A justice approach understands that the distribution of resources and privileges within dominant systems was inherently and intentionally inequitable to begin with and continues to be.
Justice understands that none of us are actually more or less deserving of rights and resources, and it works to break down these flawed systems in order to build liberatory, life-affirming alternatives for all.
Justice is motivated by a sense of solidarity and accountability, rather than a sense of guilt, shame, or benevolence that might come from having more privilege.
As students move through the YPI curriculum, we ask them to approach the social issue they choose to explore, as well as in picking the organization they want to pitch as a part of their project. We encourage them to problematize the assumption that the social issue at play is only linked to those directly affected by it, and rather approach it as one that implicates and requires all members of our society to be engaged in resolving. We equip them to ask questions, at each stage of their research and exploration, to discern whether their organization of choice is truly taking a rights-based approach to their programs, services, and operations.

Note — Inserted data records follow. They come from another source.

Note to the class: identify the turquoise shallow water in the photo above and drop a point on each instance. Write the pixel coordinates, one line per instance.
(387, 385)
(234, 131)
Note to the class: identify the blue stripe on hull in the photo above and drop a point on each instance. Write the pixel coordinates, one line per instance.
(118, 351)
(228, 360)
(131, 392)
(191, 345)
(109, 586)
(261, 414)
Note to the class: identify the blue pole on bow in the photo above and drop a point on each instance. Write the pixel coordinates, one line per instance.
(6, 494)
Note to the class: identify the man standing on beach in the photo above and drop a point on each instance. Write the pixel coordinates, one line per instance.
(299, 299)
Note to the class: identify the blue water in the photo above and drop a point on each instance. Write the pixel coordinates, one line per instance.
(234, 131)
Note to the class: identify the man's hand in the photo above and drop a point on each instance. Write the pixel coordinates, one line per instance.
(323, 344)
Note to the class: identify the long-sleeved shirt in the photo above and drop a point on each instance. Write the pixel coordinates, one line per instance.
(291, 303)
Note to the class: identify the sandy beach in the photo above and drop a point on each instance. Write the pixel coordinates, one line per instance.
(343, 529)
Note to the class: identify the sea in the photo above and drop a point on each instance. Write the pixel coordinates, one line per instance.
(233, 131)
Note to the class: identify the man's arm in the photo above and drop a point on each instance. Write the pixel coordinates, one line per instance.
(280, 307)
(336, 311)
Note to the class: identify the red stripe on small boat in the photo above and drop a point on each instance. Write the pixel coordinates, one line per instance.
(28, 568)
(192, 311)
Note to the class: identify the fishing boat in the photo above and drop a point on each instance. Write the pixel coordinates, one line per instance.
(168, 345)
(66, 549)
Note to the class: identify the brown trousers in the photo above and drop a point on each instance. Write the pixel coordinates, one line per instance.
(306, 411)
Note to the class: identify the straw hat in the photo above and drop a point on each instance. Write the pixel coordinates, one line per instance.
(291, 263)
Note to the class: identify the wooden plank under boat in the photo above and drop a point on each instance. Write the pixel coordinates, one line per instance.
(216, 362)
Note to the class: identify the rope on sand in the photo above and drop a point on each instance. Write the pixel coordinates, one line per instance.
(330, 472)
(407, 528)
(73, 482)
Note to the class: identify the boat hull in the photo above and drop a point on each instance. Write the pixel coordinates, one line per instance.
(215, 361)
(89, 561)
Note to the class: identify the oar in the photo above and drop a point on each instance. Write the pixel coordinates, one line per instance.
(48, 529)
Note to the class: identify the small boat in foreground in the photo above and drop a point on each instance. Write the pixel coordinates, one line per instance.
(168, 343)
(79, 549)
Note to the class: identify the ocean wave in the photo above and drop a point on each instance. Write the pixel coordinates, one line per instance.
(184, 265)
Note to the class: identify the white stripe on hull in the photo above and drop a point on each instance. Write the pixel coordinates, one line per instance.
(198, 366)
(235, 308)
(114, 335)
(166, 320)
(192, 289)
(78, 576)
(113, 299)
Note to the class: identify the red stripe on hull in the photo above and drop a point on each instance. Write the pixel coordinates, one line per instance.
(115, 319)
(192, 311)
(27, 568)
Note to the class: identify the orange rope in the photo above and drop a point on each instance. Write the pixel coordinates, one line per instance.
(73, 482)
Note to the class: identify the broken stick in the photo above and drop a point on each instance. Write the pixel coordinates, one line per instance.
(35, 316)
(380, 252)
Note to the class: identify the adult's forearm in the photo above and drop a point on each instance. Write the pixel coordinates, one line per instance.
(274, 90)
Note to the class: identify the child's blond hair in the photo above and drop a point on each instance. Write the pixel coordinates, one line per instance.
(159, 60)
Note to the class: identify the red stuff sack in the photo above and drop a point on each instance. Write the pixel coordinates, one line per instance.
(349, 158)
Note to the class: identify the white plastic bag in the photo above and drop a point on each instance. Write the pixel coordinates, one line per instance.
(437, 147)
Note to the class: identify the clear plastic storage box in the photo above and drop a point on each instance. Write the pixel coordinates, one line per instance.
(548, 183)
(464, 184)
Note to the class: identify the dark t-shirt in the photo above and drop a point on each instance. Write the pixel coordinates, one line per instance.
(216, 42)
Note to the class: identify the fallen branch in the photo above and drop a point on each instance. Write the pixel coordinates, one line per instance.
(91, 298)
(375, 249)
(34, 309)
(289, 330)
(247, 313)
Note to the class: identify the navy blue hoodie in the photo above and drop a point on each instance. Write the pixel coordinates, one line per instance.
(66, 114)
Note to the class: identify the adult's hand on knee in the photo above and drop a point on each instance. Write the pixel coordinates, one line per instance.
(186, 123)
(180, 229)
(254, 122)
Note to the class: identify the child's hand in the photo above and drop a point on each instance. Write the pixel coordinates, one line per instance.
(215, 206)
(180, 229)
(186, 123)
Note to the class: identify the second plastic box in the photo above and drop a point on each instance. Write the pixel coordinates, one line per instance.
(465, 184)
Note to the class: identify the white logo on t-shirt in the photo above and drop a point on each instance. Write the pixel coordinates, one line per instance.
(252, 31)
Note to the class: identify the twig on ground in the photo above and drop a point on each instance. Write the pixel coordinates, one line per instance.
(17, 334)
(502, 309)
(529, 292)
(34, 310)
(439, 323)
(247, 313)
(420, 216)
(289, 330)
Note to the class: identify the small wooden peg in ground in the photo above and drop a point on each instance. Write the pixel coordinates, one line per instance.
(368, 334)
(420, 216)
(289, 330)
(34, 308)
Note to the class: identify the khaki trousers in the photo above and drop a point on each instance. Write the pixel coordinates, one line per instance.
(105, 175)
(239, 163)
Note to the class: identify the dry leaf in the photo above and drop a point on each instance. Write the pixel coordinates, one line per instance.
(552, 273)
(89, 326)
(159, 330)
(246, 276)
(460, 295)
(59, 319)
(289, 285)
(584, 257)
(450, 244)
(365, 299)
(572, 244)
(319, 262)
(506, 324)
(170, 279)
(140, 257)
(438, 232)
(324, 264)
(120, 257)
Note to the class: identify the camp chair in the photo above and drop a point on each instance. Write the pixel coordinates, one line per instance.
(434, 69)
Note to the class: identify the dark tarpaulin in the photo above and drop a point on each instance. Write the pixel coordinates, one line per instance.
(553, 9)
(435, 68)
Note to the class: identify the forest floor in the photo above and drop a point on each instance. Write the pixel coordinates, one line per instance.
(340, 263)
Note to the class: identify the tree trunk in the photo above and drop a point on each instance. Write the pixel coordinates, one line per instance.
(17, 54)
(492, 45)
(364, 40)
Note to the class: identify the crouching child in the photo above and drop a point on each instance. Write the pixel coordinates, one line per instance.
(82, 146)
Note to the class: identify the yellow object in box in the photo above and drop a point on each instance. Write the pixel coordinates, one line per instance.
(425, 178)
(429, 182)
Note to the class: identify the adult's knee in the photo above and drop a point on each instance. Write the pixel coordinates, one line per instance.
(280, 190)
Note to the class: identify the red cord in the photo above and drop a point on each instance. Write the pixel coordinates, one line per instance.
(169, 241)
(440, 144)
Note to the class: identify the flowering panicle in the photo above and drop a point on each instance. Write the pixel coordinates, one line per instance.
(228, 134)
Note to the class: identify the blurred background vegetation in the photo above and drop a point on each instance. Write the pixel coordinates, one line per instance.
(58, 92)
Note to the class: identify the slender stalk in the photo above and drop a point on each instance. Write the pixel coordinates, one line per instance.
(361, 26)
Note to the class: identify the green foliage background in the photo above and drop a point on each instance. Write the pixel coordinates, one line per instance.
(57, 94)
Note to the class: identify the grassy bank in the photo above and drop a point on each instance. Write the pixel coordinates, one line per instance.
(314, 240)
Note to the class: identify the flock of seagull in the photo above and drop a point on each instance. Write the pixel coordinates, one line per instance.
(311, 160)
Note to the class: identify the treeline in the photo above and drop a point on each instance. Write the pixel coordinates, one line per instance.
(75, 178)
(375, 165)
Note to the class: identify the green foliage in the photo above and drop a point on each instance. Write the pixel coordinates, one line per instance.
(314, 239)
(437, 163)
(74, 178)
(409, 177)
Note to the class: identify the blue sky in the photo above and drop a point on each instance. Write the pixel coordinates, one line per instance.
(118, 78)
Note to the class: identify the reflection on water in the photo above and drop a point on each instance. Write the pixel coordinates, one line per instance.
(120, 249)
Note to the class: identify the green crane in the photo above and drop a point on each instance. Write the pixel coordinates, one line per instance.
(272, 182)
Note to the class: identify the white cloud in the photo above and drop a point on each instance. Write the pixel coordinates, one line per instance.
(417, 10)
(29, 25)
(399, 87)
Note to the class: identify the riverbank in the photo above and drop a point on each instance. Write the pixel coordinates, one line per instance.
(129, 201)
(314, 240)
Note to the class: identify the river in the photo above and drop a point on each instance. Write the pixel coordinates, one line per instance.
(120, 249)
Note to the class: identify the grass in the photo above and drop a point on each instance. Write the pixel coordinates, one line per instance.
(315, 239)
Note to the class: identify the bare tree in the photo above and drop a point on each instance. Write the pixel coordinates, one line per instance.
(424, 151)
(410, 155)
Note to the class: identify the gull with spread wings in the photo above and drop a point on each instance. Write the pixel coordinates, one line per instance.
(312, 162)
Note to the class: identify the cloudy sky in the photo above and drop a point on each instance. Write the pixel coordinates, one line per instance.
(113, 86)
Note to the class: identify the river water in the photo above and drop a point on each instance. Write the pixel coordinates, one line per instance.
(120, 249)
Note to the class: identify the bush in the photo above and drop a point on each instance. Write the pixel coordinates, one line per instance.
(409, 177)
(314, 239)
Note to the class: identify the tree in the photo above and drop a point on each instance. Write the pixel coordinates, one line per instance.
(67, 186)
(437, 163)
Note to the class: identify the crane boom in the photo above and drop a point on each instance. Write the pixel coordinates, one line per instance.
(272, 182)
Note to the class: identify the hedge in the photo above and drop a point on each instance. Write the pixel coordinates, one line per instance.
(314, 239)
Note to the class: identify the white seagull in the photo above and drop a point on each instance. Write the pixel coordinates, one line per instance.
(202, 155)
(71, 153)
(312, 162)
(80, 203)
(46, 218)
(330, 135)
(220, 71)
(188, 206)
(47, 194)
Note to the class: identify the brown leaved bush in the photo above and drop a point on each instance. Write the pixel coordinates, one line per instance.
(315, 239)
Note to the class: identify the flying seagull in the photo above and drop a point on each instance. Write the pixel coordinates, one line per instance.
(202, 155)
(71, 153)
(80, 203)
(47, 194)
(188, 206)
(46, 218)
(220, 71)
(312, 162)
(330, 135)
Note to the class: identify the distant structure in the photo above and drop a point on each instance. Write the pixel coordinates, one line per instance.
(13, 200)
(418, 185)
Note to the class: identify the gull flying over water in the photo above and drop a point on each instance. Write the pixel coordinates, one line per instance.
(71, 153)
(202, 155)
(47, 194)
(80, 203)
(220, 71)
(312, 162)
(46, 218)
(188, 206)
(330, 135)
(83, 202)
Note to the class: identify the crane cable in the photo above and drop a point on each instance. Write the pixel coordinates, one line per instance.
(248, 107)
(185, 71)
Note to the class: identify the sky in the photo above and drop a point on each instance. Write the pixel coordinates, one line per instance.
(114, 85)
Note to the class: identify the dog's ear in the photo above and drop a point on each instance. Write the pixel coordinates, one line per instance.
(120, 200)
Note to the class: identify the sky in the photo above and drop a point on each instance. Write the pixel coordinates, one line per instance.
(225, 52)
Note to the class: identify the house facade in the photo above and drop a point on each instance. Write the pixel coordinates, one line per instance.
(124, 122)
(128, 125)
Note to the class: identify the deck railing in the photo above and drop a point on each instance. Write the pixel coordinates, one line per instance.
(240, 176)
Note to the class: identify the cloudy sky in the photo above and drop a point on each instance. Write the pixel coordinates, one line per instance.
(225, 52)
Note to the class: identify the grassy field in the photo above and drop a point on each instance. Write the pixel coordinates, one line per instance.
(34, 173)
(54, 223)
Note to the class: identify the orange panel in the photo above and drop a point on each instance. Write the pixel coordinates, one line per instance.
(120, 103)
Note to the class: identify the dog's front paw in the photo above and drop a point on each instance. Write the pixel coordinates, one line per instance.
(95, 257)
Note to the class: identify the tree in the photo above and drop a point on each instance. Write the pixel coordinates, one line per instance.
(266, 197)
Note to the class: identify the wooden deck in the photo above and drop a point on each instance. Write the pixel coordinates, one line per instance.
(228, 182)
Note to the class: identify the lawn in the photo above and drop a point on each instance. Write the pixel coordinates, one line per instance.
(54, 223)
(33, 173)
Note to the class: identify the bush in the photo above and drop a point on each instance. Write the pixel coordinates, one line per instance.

Given that our approach to philanthropy is rooted in youth-led participatory grant-making, sharing this framing with students upfront is a part of our commitment to nurturing the next generation(s) of responsible, justice-oriented young philanthropists. Organizations who have received funding through these youth-led grant-making process – like Foodshare – have also expressed appreciation for the ways in which YPI builds young people’s capacity to engage with a rights-based approach.
Embody, equip, and incentivize our collaborators to embody a Justice approach to ensure that we are working toward building a world that guarantees the fulfillment of human rights for all and problematizes systems that are designed to prevent or complicate access.